[box type=”bio”] What to Learn from this Article?[/box]
The importance of a thorough evaluation when managing a patient who may suffer from either a synovial hemangioma or a synovial chondromatosis of the shoulder.
Case Report | Volume 6 | Issue 4 | JOCR September-October 2016 | Page 88-91 | Justin Colanese, Akin Cil, Nkem Egekeze, Kamani Lankachandra, Suhel Kotwal. DOI: 10.13107/jocr.2250-0685.586
Authors: Justin Colanese[1], Akin Cil1, Nkem Egekeze[2], Kamani Lankachandra[3], Suhel Kotwal[1]
[1]Department of Orthopaedics, University of Missouri, Kansas City, Missouri, USA,
[2]Department of Research, University of Missouri, Kansas City, Missouri, USA,3Department of Pathology, University of Missouri, Kansas City, Missouri, USA.
Address of Correspondence
Dr. Suhel Kotwal,
Department of Orthopaedics, Truman Medical Center, University of Missouri, 2301 Holmes Rd., Kansas City, MO 64108, USA.
E-mail: suhel.kotwal@tmcmed.org
Abstract
Introduction: Synovial hemangioma is a developmental hamartoma of vascular tissue within the synovium; no cases involving the shoulder girdle have been described in the literature. Synovial chondromatosis is a benign condition in which synovial cells undergo metaplasia into hyaline cartilage, and is also thought to infrequently affect the shoulder region.

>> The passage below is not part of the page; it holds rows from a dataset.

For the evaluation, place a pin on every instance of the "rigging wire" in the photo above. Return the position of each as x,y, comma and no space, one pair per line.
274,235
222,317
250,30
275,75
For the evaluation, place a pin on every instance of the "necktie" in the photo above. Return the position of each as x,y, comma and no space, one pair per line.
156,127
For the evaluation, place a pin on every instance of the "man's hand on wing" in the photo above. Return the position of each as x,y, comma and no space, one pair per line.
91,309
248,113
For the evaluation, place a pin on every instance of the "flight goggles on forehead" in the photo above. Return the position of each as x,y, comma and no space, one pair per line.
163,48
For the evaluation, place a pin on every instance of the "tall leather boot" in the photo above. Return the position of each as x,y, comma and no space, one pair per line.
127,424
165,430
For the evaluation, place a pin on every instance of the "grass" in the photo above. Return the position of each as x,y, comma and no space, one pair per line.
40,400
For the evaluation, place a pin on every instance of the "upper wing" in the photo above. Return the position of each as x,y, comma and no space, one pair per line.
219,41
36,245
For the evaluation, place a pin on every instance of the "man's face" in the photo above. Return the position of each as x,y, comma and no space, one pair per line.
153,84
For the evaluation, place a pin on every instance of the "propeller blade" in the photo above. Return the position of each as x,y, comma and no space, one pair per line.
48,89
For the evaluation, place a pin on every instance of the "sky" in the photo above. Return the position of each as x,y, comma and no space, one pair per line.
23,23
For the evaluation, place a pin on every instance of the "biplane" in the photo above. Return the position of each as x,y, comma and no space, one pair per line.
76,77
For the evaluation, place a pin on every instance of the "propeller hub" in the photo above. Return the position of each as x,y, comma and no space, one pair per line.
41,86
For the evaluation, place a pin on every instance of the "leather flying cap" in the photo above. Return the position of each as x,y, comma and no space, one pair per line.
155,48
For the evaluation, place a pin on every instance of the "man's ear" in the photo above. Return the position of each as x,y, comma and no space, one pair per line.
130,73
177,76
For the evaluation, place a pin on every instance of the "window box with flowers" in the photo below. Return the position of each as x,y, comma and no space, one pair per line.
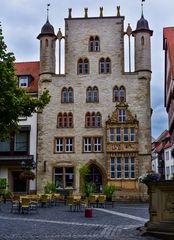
149,177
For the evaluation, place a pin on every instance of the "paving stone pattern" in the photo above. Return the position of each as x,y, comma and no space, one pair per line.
58,223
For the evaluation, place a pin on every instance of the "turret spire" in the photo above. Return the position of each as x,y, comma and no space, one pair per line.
48,5
142,14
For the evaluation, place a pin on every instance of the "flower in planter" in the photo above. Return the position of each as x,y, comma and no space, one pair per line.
27,174
149,177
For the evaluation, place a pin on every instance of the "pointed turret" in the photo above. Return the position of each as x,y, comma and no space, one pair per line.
142,36
47,39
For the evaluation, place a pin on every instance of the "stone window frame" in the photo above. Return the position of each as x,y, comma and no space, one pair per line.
122,167
94,44
92,144
115,135
83,66
104,65
65,120
63,144
93,120
63,175
119,94
67,95
94,97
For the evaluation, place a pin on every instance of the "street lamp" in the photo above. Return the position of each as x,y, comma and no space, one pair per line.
27,173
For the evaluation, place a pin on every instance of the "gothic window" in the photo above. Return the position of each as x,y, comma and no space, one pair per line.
142,40
115,94
118,135
65,120
64,177
67,95
94,44
64,144
89,95
70,94
95,94
104,65
46,42
121,115
59,120
108,65
93,119
92,144
119,94
97,44
122,94
91,44
122,167
92,94
83,66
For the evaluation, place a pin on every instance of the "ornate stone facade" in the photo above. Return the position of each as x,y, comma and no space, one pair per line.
73,128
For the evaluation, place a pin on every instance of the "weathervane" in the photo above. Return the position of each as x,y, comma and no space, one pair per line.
48,5
142,6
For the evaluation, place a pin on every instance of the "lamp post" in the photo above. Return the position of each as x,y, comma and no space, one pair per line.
27,173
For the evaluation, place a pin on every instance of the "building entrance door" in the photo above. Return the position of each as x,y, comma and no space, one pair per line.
95,177
18,185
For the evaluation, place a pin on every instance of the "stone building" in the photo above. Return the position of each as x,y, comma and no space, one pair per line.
99,114
168,41
19,151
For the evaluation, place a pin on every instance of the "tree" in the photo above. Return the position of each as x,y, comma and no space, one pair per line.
14,101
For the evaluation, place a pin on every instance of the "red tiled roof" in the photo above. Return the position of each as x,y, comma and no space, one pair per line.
168,35
29,68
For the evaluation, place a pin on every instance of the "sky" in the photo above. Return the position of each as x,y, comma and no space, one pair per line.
22,20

Case Presentation: A 44-year old female presented with left shoulder pain of seven years duration. Magnetic resonance image (MRI) displayed a 2.5 x 2.5 cm lesion in the anterior glenohumeral joint, with hypointense T1- and hyperintense T2-weighted signal and peripheral and septal enhancement. Arthroscopic biopsy of the synovial-appearing mass led to a histologic diagnosis of synovial hemangioma. Successful embolization was performed, and repeat arthroscopy then revealed a white consolidated mass at the subscapularis recess. After en bloc excision, histologic evaluation was consistent with synovial chondromatosis. At 6 months, she denied any pain or limitation in her shoulder.
Conclusion: Synovial hemangioma has never before been reported to involve the shoulder region. Histologically, engorged inflammatory vessels secondary to a mass effect are identical to a hemangioma. The clinician should be aware that synovial chondromatosis or other masses may compress synovial vessels and histologically mimic a hemangioma.
Keywords: Shoulder, synovial, chondromatosis, hemangioma
Introduction
Synovial hemangioma is a developmental hamartoma of vascular tissue within the synovium. It most commonly presents in the second decade[1] and can be a cause of pain and recurrent atraumatic hemarthroses[4]. The vast majority of published cases have involved the knee joint[12]. To our knowledge, a case of synovial hemangioma involving the shoulder has yet to be described in the literature.
Synovial chondromatosis is a benign condition in which synovial cells undergo metaplasia into hyaline cartilage and may ossify[1]. Any synovial-lined tissue, including joints, bursae, and tendon sheaths can be affected. The incidence of synovial chondromatosis is low, and it is thought to infrequently affect the shoulder region[10].
We present an unusual case of synovial chondromatosis of the shoulder, with the histological concomitant presence of synovial hemangioma.
Case Presentation
The patient was a 44 year old female with atraumatic left posterior shoulder pain of 7 years duration. The patient was employed as a janitor, with movements such as lifting and reaching forward exacerbating her symptoms at work. She was left hand dominant with no history of prior medical co-morbidities, and was a non-smoker. There was temporary relief, yet no permanent resolution, of symptoms with anti-inflammatorie medications and exercise.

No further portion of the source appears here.